In the past, we have largely written anecdotally or superficially in this area – notably, Sabrina Zeddies’ series on postdoctoral collapse and helping to publicize positive efforts to address mental health and research culture. While there are certainly significant efforts to improve care for mental health conditions underway with many already making an impact, it will be challenging to address the depth of the problems in the upper echelons of the academic hierarchy.
Passive self-identification is not sufficient
It seems that the vast majority of activity in the mental health space is to offer services to those who feel they may need them. This relies on the individual self-identifying as “in need” and academics are not necessarily the best at disclosing weaknesses, especially considering that many of them have spent years perfecting how to hide their weaknesses in the hunt for their position in the first place. In a Times Higher Education piece, one academic living with depression admits hiding her condition for fear of the negative repercussions. These lines resonate:
“For those choosing to disclose their illness, the best-case scenario is that colleagues will see you as emotionally weak. More often than not, if you declare your illness, it will not be acknowledged. Powerful discourses deem depression to be nothing but a lack of internal resources, a failure to take opportunities, or enforced alienation in response to, or as a symptom of, the marketization of the academy.”
Relying on senior academic staff to acknowledge and address concerns around their mental health seems wishful thinking at best. Compounding this is the belief held by some that they are smarter than any “help” they could get anyway, and these people often fail to see the point in engaging with the process.
What can we do to identify and/or support people who won’t seek help?
It seems that most universities have enlisted a third party contract service to provide a 24 hour support line for staff in crisis that will either refer people to emergency services, give access to urgent counselling, or give a telephone based counselling. This type of service can be problematic. Firstly, they are generally not set up to help the individual, but rather to help the individual be more productive at work. Secondly it is rarely sufficiently specialized to serve academic researchers and the particular stresses of this job. That said, these services do seem to provide one service really well – they tick the box of “we take care of our staff.”

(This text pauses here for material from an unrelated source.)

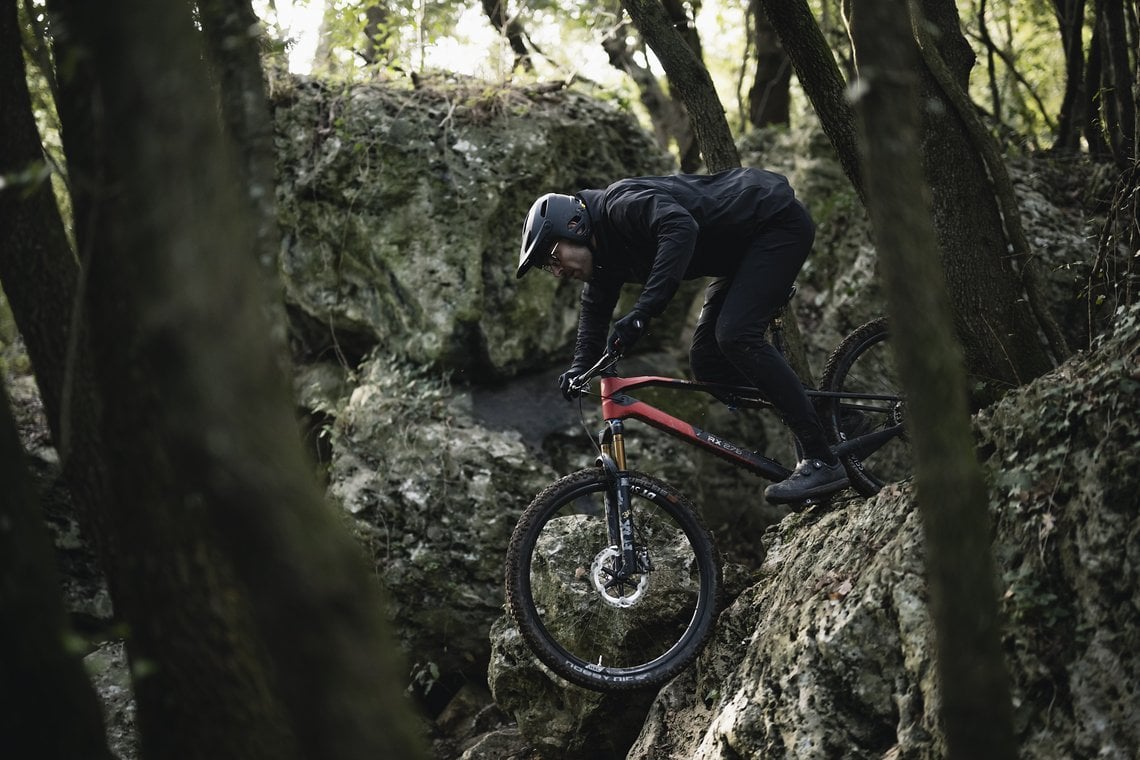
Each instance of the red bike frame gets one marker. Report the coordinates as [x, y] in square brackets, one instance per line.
[618, 406]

On the other hand, some universities and individual departments do try and support their researchers in more meaningful ways and we would love to see more of this activity. Two such examples include:
1) Peer support – this can be done in many ways (formal mentoring relationships, informal discussions) but the general idea is to take advantage of the experiential learning of others who have been there before. The difficulty here is that is heavily reliant on the goodwill and support of colleagues and it may preferentially support some people based on their relationships, background, or status within a department.
2) Weaving support mechanisms into formal settings – most departments and institutes have regular mandatory meetings for senior staff and these are excellent opportunities to get meaningful exposure for things that might otherwise get brushed under the rug. Many of us already have items such as open access, equality and diversity, and public engagement, why not expand to team management, dealing with HR issues, and counselling services?
Overall, we have a huge way to go when it comes to supporting the mental health of academic staff and most of the challenges tend to be exacerbated by the pride of academics themselves. As one brave academic put it in a recent eLife article:
“In reality we, like our students, frequently experience stress, fear and insecurity as well as anxiety, depression and burn out”, but continuing that “As faculty, many believe that admitting we are stressed or going through a mental health crisis would be a mistake.”